Should President Mohamed Morsy be removed from office? Some say regardless of his faults he has to stay for the sake of stability and because he is democratically elected.
This is fear mongering. People were killed because of him and he did not lift a finger on their behalf. A man who lets his country fall just so that he can keep his post is not a president and does not deserve to be one.
Mubarak was better, since he left in 18 days. He was not like the Supreme Council of Armed Forces and the Muslim Brotherhood who both proclaimed “me or death” as opposed to Mubarak who just said “me or chaos.” Obviously I do not support [Mubarak] though and have been opposing him since before the revolution, but he was better in that regard.
If Morsy has to leave, should he leave through popular protests or via constitutional provisions and an elected parliament?
I hope and prefer it to be through an elected parliament but the ignorance that opposition, religious and state media outlets are spreading will make that impossible.
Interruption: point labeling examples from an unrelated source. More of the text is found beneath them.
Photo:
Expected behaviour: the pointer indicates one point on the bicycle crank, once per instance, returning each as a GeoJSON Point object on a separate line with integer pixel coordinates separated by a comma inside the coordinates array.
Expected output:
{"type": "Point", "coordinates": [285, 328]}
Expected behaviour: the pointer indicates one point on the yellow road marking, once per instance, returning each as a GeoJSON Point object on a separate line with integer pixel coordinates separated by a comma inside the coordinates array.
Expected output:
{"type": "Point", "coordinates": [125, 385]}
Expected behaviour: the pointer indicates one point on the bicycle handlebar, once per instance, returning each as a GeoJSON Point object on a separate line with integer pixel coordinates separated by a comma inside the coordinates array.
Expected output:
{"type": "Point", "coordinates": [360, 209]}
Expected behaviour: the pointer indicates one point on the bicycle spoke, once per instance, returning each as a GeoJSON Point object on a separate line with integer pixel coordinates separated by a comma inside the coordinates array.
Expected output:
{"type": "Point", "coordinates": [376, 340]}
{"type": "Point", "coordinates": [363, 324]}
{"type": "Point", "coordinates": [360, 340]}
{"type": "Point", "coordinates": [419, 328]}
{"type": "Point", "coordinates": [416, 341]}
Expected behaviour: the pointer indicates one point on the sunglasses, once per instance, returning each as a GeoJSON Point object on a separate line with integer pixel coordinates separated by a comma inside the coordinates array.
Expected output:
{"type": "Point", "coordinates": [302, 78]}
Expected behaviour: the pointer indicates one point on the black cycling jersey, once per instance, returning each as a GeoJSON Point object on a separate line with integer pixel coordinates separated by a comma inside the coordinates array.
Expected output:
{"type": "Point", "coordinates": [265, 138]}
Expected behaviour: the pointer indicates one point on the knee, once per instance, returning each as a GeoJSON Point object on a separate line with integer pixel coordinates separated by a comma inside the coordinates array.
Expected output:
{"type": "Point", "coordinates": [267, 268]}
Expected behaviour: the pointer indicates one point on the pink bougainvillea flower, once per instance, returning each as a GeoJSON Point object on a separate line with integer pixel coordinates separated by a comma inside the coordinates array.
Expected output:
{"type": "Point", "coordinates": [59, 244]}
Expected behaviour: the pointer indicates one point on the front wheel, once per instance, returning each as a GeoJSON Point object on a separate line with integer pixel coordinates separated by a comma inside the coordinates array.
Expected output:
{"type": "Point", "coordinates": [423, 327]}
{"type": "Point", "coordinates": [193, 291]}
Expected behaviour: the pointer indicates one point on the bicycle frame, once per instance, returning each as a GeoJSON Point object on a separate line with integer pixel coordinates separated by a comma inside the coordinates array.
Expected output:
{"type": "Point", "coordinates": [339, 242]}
Also, how can we be sure this parliament will be representative and that elections will be free? We have seen so many violations in the first constitutional referendum, parliamentary elections, presidential election and the latest referendum.
Mubarak and SCAF had the state and security apparatus on their side. Morsy has that in addition to supporters who genuinely believe in him. How can you force him to step down? What will you do about his supporters?
The Muslim Brotherhood has around three to five million supporters. But SCAF and Mubarak also had their supporters, we are in the same situation and nothing has changed. It is a bit more difficult now. We used to face oppressive regimes that violated human rights and arrested activists; this religious regime is resorting to physically beating the opposition such as what happened to [Socialist Popular Alliance Party leader] Abu El-Ezz El-Hariri, [lawyer] Hamdi El-Fakharani, [journalist] Youssef Al-Husseini, and [director] Khaled Youssef. They have even resorted to assassinations like those of [journalist] Al-Husseiny Abu Deif and [6 April member] Jika [Gaber Salah].